By the time we are grown-up gardeners it’s likely that most of us have figured out the intricacies of reproduction.  While this my be true inside the home, I find an abundance of confusion, half-truths and myths surrounding reproduction outside in the garden, specifically concerning fruit trees, berry crops and fruit-producing shrubs.

Pollination is the process which allows us to enjoy fresh fruits from our own backyard; in fact it’s absolutely essential.  A fruiting plant is no different from any other member of the animal world, including Homo sapiens “Gardener,” you and I.  Its duty in life is to reproduce, and it does this by producing fruit which contains seeds.  If this is to occur, however, both male and female parts of the flowers must join together.

To illustrate the idea of pollination further, come back with me to high school biology class, where sex was more a theory than an actual happening, and concepts weren’t as easily understood as the real thing.

Most plants have flowers which contain both the male (the stamen) and female (the pistil) parts.  What do stamens and pistils have to do with the apples, peaches or strawberries in your back yard?  Plenty.  In order for fruit to develop, the pollen from the stamens on one flower has to be moved to the pistil of another flower of the same family.  Pears won’t pollinate apples, cherries won’t pollinate blueberries and so on.

Also, the two plants in the same family have to be different cultivars.  You can’t plant two “Anjou” pears and expect them to pollinate each other because, essentially, they came from the same original tree.  You need two different varieties to cross-pollinate, and they must bloom at the same time so that both trees have pollen available to transfer to each other.

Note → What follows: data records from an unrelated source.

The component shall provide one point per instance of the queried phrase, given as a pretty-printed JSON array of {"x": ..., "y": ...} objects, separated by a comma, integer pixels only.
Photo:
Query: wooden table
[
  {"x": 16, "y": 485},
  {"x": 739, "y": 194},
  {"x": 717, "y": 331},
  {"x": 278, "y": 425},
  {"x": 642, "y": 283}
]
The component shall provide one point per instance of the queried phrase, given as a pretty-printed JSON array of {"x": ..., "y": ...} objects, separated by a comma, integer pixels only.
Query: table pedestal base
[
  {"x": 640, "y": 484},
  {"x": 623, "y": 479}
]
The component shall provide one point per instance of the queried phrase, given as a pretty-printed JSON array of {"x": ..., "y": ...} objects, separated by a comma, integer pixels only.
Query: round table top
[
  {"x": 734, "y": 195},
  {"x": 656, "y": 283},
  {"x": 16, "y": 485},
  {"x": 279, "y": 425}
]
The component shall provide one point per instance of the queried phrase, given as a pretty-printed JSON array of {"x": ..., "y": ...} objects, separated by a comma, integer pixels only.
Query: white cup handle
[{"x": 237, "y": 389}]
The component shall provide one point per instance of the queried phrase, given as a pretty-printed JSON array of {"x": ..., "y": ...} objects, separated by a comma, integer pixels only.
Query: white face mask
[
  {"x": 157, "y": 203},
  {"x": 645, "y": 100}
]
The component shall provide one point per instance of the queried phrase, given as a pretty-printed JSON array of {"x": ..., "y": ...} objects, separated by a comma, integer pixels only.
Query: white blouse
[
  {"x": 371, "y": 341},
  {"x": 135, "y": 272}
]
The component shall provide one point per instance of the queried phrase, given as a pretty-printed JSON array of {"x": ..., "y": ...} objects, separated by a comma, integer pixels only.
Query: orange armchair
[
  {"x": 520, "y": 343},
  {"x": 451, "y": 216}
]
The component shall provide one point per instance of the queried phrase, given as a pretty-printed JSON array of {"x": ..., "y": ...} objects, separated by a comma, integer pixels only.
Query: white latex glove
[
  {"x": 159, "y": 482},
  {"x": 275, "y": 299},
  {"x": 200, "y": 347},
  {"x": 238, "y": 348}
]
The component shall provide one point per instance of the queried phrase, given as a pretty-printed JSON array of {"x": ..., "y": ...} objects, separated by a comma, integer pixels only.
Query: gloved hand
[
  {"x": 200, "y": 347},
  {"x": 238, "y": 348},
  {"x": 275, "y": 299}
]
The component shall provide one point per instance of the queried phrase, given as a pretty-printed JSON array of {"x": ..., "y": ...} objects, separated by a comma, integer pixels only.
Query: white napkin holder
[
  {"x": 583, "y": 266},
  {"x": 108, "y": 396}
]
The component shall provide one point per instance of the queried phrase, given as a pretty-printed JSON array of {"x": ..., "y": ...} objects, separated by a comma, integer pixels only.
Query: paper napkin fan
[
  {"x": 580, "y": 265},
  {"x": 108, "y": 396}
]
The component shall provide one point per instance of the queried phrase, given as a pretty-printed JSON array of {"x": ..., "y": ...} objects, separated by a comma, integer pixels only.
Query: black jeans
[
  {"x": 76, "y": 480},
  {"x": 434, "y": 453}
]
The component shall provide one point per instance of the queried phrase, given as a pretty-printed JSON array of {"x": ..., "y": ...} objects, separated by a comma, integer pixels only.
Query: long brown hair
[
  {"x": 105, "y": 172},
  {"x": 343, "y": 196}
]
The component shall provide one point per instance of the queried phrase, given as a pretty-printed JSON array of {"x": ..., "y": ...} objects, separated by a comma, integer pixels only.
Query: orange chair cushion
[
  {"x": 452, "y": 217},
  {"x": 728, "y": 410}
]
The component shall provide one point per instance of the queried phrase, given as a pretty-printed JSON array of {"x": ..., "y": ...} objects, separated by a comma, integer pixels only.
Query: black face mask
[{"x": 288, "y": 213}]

The pollen doesn’t just walk over to the other tree and plant itself on the pistil, of course.  Insects, mainly bees, do that thankless task for us.  As bees spend their day visiting 5000 blooms they pick up pollen, a lot of pollen.  This pollen gets rubbed into the pistils of other blooms, and several months later you’re picking fresh fruit.

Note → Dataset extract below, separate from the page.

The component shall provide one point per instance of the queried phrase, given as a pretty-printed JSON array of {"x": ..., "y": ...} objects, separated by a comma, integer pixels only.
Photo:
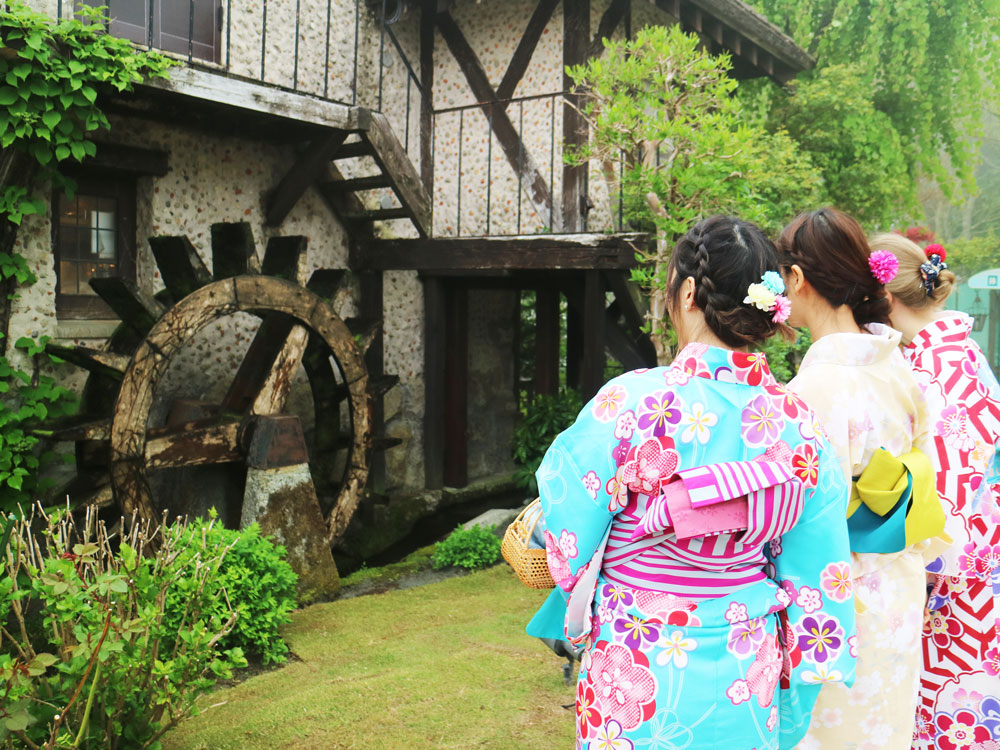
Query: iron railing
[{"x": 324, "y": 48}]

The most important step that gardeners can take to help bees is to not kill them.  Using pesticides in the garden when blossoms are present on fruit trees or berry crops is not a good idea.  Sevin, for example, is highly toxic to bees and the unsuspecting gardener can easily wipe out a number of bees with one careless application.

Sometimes cool weather in the spring will keep the bee population at such a low level that they are unable to do a proper job.  If you suspect that your tree is not being adequately pollinated it could be because the tree is isolated and there is no physical way that the pollen can make it to your location.

In the Okanagan this is not as big a problem as it is in other areas; we have lots of fruit trees around.  But it does happen, and here’s what you can do.  When your fruit tree is in bloom, go out and cut some blooming branches from a suitable and compatible pollen provider.  Put the branches into a bucket of water beneath your tree and wait for the bees to do their work.

If you’re concerned that bees, wonderful as they are, just won’t do, you can take on the task yourself.  Take a small artist’s brush and transfer pollen from blossom to bowl, then paint the pollen onto the blossoms of other trees.  Time consuming no doubt, but very effective.